Scotland and Canada delayed sending athletes to New Delhi while Wales sought guarantees from organisers that the venues and athletes' village were safe. The New Zealand swimming team looked for a “Plan B” should the event be cancelled.

Two high-profile Kenyan athletes, citing injury and illness, pulled out and a South African sports boss made clear his team would consider following suit if there were any more major hitches.

“The safety and health of team South Africa are of paramount importance to us and if at any stage we feel that this is compromised then we will not hesitate to bring the team home,” said chief executive of the South African Sports Confederation, Tubby Reddy.

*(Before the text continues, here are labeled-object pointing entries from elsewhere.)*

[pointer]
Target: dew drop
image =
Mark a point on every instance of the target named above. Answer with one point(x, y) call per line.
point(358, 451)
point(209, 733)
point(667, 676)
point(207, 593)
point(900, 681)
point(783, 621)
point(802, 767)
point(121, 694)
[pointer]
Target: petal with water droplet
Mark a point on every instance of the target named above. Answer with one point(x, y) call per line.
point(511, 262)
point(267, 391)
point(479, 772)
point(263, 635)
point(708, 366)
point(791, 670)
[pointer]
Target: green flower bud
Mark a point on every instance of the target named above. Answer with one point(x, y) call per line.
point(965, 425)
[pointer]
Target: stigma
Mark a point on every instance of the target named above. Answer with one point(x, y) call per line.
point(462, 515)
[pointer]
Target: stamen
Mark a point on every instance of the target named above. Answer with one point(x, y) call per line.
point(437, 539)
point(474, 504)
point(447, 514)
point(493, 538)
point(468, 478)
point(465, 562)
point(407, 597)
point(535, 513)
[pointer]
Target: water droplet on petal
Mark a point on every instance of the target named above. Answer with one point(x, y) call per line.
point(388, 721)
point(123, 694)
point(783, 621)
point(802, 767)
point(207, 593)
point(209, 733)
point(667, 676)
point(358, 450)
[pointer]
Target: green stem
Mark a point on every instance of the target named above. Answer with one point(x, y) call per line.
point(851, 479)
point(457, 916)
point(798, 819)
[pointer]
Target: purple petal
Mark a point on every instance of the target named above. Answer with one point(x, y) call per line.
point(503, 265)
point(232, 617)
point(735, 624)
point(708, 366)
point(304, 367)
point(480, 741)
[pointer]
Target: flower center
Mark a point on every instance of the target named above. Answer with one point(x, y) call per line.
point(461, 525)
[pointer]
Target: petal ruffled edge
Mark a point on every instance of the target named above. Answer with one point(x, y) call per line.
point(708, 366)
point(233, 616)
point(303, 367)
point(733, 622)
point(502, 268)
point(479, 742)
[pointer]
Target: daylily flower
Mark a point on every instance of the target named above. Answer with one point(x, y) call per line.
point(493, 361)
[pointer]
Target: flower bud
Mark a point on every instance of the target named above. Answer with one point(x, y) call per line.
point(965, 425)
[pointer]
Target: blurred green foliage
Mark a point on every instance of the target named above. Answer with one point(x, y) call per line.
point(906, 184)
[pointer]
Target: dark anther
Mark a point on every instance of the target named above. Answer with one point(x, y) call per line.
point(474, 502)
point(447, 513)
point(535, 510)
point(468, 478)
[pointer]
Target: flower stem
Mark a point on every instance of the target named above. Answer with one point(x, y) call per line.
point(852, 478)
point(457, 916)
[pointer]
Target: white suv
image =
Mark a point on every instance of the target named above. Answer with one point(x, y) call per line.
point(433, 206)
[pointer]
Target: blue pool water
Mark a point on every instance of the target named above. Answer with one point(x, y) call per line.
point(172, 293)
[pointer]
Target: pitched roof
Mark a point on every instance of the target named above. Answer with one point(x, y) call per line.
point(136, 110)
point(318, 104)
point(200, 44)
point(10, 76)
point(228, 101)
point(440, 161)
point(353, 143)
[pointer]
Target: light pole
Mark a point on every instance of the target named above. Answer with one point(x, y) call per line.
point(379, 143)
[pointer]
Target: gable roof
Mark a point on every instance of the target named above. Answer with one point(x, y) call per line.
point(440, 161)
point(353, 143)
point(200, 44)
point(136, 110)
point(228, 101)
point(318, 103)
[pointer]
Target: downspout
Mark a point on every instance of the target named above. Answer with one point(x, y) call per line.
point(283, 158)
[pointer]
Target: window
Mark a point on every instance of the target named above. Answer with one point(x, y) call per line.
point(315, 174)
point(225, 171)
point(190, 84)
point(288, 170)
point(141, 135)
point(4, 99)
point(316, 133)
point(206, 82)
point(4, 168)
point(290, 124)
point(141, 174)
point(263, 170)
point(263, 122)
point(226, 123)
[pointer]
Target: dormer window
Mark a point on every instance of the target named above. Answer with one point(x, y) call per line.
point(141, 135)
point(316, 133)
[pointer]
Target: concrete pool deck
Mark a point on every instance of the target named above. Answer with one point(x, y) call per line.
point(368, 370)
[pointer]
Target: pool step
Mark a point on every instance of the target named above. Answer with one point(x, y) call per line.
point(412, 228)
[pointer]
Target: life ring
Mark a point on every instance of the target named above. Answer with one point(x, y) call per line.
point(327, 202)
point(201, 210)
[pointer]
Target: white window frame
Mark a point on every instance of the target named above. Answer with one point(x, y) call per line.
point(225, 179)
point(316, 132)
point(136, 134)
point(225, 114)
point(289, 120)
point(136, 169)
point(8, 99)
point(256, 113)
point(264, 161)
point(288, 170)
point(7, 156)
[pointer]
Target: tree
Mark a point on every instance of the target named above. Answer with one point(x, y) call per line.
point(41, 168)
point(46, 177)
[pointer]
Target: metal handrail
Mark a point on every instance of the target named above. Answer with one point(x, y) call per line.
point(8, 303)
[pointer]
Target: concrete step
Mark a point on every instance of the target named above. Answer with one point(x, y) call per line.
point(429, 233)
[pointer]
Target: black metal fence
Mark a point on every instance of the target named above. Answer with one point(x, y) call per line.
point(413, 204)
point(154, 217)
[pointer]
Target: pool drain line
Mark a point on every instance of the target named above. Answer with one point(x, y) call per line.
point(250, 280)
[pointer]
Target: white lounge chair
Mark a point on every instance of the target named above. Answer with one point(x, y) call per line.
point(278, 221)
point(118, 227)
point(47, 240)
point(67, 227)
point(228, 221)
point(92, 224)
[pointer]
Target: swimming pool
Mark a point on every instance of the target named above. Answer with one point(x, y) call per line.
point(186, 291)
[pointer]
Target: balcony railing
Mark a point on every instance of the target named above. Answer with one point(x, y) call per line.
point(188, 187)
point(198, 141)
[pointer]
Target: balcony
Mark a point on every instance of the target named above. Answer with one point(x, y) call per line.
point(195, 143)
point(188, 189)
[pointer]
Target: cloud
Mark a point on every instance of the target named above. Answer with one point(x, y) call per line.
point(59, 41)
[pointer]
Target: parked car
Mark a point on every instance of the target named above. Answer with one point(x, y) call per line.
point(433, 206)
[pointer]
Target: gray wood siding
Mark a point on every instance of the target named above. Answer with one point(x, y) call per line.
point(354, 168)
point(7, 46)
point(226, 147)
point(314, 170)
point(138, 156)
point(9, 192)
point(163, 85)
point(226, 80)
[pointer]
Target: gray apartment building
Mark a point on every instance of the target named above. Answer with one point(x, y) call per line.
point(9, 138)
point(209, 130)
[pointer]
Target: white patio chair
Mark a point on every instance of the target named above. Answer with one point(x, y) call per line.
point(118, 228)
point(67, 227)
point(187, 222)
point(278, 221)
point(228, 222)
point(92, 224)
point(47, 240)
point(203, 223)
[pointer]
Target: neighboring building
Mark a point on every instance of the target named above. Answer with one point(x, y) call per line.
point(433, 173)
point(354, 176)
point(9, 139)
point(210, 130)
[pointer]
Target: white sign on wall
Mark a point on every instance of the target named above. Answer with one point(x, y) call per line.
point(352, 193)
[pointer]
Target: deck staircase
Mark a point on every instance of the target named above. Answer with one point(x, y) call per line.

Canadian archers Kevin Tataryn and Dietmar Trillus, who was considered a medal threat in the men's compound bow, decided to withdraw anyway.

“What really concerns me the absolute most is the diseases that are running very rampant right now due to the monsoons, as well as the terrorism threats, which are apparently very, very real things,” Trillus told CBC.

“I'm not a young man, I'm 52 years old. “If I get sick from something like this, will I ever recover properly? We're not talking about the common flu here.”

Only days after two foreign visitors were shot and wounded by unknown assailants in Delhi, Australian TV broadcast how a reporter bought bomb making devices to smuggle through security points. Indian police denied he ever crossed a checkpoint.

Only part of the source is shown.